Architektur Spießig war gestern

Holzhäuser gewinnen immer mehr Anhänger. Sie lassen sich auf ökologische Weise bauen, erobern inzwischen sogar die Städte – und wachsen in die Höhe.

 

Bei Holzhäusern gibt es Klischees, die sich hartnäckig halten. Zum Beispiel dass sie einen Hang zur Biederkeit haben und buchstäblich hölzern aussehen. Dem Irrglauben des urigen Blockhütten-Looks wollte herwig Danzer, Möbelmacher aus Unterfranken und selbst ein rustikales Kraftpaket, etwas entgegensetzen. Und so baute er bereits vor zehn Jahren mit Holz und Handwerkern aus der Region ein Musterhaus, das ein »modernes Antlitz« hat, wie er sagt. Außen blieb er zwar demonstrativ bei purer Lärche, innen tünchte er das Haus jedoch weiß und warf ihm quasi ein helles Laken über.

Noch heute wohnt Danzer mit seiner Familie in seinem Solitär auf der Hersbrucker Alb.
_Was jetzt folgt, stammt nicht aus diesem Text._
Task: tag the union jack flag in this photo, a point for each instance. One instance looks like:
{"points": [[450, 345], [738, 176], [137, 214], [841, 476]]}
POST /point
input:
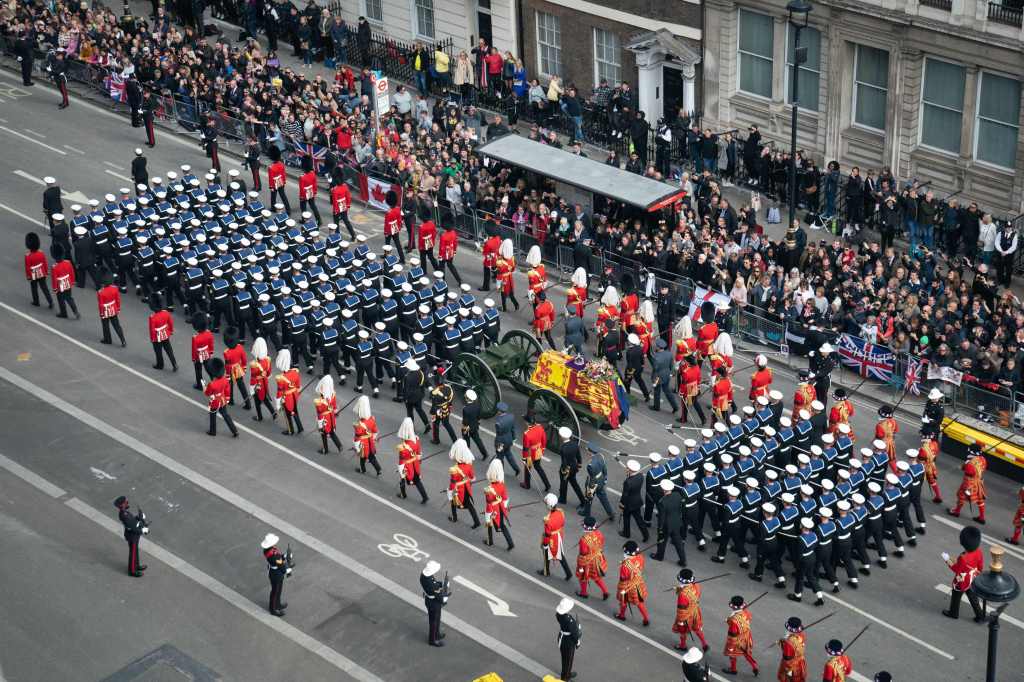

Sein Holzhaus hat zwar über die Jahre Patina angesetzt, ist zugleich aber hochaktuell und ein Liebling der Kunden, die nach Danzers Vorbild der »Steinzeit« entkommen wollen. Gute Dämmung, angenehmes Raumklima, ein nachwachsender Rohstoff und somit ein ressourcenschonendes Bauen – all dies verbuchen Bauherren und Architekten auf der Plusseite von Holzhäusern.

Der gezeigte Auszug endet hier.